Surreptitious And The Obfuscators were, of course, the band of the moment that summer. It seemed every transistor radio in the land was playing their number one single, (C’mon, Baby,) Force My Oscillations It was a long hot summer and the grass was brown and parched everywhere.
It had been a long time since I had even thought about quadratic equations, but my thighs were once again athrob with memories of how you held your calculator. You had gone away for the summer, deep into the Walsall forests to study the mating habits of the Greater-Goose-pimpled British Nudist, and to discover whether it was really true about their use of flip-flops.
I had a summer job being the obligatory half-arsed dozy teenager hiring out deck chairs to the pensioners who gathered at the park to sleep through their seemingly never-ending bowls matches, and – when awake - to smugly decry the state of the nation they had fought through two world wars, rationing and flat caps to bring into being. Most of them, of course, relished the fact that the whole place had gone to the dogs in that quietly inept way that Britain always seems to manage with such consummate ease.

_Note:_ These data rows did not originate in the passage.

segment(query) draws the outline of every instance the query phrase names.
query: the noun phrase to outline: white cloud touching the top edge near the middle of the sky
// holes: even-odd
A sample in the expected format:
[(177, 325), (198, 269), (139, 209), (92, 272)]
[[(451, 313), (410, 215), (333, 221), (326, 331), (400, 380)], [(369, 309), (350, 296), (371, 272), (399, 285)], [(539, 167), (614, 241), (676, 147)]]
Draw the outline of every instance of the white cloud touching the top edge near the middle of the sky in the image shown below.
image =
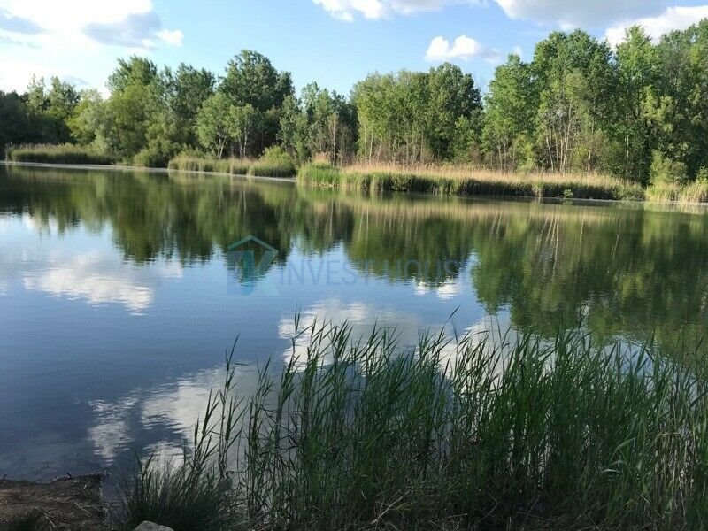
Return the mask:
[(335, 19), (351, 22), (355, 15), (382, 19), (396, 14), (431, 12), (451, 4), (481, 4), (481, 0), (312, 0)]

I remembered how earlier that summer we had often, in the cool of the evenings walked down to the chip shop together to sit on the wall outside to laugh at the knees of the ludicrously be-shorted patrons as they waddled out of the shop with their fish and chips clutched tightly in their hot sweaty hands. It had seemed then that our love could never die.
But… I was wrong.
Little did I know then of your infatuation with Venn diagrams and how you secretly scorned my infatuation with quadratic equations and all that, what you considered, ‘old-fashioned‘ maths. I should have realised that it would never last when you begged me to talk of Set Theory as we lay on the hill overlooking the canal each evening, and how you would never - not even once – touch my booklet of Four-Figure Logarithmic Tables, no matter how much I begged.
Soon, though, that summer was over, and you had gone, far away to university to study Transformational Geometry, leaving me behind forever in my plain, lonely, Euclidian world.